Но я вижу не новые часы, а тонкую царапину на запястье, чуть ниже застёжки, маленькую царапину на узком Дашкином запястье, рядом с бледной голубой жилкой. И мне вдруг становится тяжело дышать, и начинает ныть где-то в животе, сладко и странно.
— Пошли, — говорит мне Дзюба и толкает меня в бок. — Чего встал? Пошли!
— Красивые часы, — говорю я, чтобы что-то сказать.
Дашка медленно подносит руку к глазам.
— Ой, уже половина второго! — говорит она с выражением. — Сейчас гастроном закроют!
Мы с Дзюбой стоим и смотрим, как Дашка Ерохина бежит вниз по улице, размахивая пустым пакетом.
Остаток дня Дзюба дуется на меня, а на все вопросы только отмахивается, чем ужасно меня злит. Я не сделал ничего плохого, но всё равно чувствую себя виноватым.
— Мне эта Ерохина ни капельки не нравится, если ты из-за этого! — оправдываюсь я. — Ну, честно!
— Меня это не интересует, — холодно отвечает Дзюба, не глядя мне в глаза.
Но я-то знаю, что интересует! Ещё как интересует! Но если я скажу об этом вслух, мы точно поссоримся.
Странная вещь: нет ничего такого, о чём мы с Дзюбой не можем разговаривать. Но когда дело касается Дашки, Дзюба ведёт себя, как дурак.
Мы сидим на ящике за гаражами и курим ворованную «беломорину».
— Ты дурак, Дзюба, — говорю я.
— Угу, — отвечает он и пытается выпустить дым колечком, — а ты, значит, умный!
— Да я не в том смысле.
— Ну и помалкивай.
— Ну и подумаешь!
— Ну и всё!
Мы молча курим, передавая друг другу папиросу.
Потом так же, молча, идём верх по улице. Какое-то время топчемся возле Дзюбиной калитки, пока из-за неё не раздаётся писклявый Люськин голосок:
— Ага, а я папке всё рассказала! И ничего я не умру! А папка тебя уже ждёт!
Люська пятится к дому, пытаясь оценить расстояние от двери до калитки и от Дзюбы до неё самой.

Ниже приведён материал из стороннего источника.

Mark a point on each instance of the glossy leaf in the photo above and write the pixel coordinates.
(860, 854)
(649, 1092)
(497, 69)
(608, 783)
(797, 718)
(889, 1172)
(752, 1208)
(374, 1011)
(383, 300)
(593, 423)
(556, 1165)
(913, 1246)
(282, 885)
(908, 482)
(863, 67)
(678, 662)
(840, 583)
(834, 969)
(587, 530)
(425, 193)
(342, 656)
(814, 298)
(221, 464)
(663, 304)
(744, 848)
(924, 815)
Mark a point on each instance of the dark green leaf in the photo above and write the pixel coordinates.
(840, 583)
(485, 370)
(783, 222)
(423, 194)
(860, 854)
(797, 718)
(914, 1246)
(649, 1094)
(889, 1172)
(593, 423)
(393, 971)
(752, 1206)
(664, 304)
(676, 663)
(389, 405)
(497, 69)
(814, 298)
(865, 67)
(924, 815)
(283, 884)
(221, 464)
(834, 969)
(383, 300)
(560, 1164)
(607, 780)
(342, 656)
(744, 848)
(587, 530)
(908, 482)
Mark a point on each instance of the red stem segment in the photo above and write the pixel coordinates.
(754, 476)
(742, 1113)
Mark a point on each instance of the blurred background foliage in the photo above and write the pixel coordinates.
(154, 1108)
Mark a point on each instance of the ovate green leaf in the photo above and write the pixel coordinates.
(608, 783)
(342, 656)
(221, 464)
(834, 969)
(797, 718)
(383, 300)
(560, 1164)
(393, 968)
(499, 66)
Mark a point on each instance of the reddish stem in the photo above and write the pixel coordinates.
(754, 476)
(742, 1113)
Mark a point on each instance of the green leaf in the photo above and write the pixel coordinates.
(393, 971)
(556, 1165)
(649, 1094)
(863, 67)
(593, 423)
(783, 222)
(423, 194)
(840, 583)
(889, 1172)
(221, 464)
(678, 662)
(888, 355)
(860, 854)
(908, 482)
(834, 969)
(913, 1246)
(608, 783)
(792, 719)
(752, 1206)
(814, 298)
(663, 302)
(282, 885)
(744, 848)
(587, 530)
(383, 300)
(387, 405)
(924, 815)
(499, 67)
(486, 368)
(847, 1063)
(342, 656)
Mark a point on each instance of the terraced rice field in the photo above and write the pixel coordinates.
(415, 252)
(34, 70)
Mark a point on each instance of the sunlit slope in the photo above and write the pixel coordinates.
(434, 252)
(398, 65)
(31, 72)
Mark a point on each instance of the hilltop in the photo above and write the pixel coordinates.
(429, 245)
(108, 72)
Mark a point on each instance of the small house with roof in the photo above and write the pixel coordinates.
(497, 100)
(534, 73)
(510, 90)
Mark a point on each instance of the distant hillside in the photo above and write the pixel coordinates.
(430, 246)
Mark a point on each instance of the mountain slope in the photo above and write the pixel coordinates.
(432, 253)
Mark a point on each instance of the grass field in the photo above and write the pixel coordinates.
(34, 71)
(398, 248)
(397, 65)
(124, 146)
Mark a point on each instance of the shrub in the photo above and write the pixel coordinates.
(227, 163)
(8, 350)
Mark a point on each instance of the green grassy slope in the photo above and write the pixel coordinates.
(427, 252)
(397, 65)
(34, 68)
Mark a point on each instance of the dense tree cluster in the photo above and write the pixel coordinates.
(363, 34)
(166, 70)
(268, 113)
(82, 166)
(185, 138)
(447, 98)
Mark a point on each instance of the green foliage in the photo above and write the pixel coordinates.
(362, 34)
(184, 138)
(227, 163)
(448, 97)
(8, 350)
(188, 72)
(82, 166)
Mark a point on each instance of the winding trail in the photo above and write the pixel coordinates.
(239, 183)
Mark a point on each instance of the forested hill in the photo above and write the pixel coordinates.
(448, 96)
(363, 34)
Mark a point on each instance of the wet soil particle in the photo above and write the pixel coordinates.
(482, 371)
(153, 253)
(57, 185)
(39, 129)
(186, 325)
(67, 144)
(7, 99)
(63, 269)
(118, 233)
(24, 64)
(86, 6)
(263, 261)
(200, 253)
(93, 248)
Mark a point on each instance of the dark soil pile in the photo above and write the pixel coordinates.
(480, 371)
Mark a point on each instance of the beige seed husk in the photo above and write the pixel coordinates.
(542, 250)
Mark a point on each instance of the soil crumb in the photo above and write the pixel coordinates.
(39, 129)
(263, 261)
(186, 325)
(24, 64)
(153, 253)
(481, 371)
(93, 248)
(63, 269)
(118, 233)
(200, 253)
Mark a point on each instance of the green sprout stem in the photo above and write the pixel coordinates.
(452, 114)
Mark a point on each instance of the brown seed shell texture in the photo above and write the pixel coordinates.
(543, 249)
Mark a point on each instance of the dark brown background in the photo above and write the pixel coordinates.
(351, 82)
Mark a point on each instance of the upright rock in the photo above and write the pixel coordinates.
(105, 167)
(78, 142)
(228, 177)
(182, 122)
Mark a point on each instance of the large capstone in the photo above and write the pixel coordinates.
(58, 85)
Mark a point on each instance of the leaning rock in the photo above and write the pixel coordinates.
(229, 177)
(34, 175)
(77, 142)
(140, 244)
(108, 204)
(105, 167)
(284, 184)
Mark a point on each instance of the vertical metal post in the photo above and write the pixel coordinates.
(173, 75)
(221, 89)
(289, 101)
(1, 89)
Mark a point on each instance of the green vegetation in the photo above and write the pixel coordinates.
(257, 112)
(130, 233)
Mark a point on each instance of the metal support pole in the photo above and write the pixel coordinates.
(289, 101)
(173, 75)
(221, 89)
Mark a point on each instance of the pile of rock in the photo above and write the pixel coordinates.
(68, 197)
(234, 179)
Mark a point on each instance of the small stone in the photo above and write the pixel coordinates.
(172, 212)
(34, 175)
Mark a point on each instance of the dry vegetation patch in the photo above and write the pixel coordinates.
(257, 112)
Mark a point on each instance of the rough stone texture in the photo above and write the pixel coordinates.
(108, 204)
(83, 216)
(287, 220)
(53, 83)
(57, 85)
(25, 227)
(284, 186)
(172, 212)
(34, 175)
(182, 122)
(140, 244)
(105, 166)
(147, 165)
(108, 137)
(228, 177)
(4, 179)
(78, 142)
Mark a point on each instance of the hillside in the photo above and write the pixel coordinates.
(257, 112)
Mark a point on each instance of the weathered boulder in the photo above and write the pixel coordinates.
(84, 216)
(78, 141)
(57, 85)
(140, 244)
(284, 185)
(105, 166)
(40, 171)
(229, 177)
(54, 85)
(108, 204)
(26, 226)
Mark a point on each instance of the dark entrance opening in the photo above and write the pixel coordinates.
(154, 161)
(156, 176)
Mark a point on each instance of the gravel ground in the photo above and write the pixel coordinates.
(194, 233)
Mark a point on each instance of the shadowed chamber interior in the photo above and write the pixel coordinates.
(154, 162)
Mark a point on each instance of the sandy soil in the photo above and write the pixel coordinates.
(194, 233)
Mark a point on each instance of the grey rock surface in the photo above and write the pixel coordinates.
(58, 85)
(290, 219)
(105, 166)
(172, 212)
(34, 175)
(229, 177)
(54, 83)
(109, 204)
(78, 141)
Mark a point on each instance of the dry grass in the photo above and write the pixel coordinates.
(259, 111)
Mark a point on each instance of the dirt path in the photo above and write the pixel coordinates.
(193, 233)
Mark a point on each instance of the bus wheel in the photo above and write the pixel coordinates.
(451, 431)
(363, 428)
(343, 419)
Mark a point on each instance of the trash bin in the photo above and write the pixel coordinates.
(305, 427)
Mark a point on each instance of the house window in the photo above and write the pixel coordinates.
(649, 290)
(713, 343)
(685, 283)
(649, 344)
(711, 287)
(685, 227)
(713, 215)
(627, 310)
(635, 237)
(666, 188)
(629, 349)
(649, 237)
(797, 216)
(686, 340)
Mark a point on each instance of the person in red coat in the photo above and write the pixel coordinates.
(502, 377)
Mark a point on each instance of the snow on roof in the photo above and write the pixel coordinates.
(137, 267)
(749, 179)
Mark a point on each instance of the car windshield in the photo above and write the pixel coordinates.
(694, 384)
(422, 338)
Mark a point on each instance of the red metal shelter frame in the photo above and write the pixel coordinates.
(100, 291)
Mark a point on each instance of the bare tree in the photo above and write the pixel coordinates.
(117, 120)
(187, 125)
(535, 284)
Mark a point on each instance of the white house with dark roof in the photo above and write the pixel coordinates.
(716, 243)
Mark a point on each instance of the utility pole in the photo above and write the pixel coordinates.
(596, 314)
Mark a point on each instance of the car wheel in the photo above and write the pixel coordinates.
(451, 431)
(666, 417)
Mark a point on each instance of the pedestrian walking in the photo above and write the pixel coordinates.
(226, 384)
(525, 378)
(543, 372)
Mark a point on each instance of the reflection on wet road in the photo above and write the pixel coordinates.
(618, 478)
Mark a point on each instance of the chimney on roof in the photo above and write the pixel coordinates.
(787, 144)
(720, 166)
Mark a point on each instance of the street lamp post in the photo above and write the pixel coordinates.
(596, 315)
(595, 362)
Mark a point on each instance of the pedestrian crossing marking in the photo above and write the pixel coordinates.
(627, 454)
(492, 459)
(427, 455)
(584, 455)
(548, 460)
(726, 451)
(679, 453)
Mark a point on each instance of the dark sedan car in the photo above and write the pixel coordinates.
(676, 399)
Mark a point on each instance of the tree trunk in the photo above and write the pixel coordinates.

— Ну, я пойду, — говорю я, как бы между прочим.
— Угу, — обречённо соглашается Дзюба. — Завтра зайдёшь?
— Завтра зайду.
Мы всё стоим. Дзюба не решается войти во двор, а я не могу просто взять и уйти.
— Ты это… не расстраивайся, — говорю я, чтобы что-то сказать.
— Угу, — отвечает он, — не впервой.
— И это, слышь? — вдруг говорю я, сам себе удивляясь, — я тебе завтра жвачку достану, честно!
— Иди ты! Как? — Дзюба смотрит на меня недоверчиво и вздыхает.
— Есть пара мыслей… — вру я и хлопаю его по плечу.
— Ладно, завтра поглядим, — говорит Дзюба, и лицо его светлеет.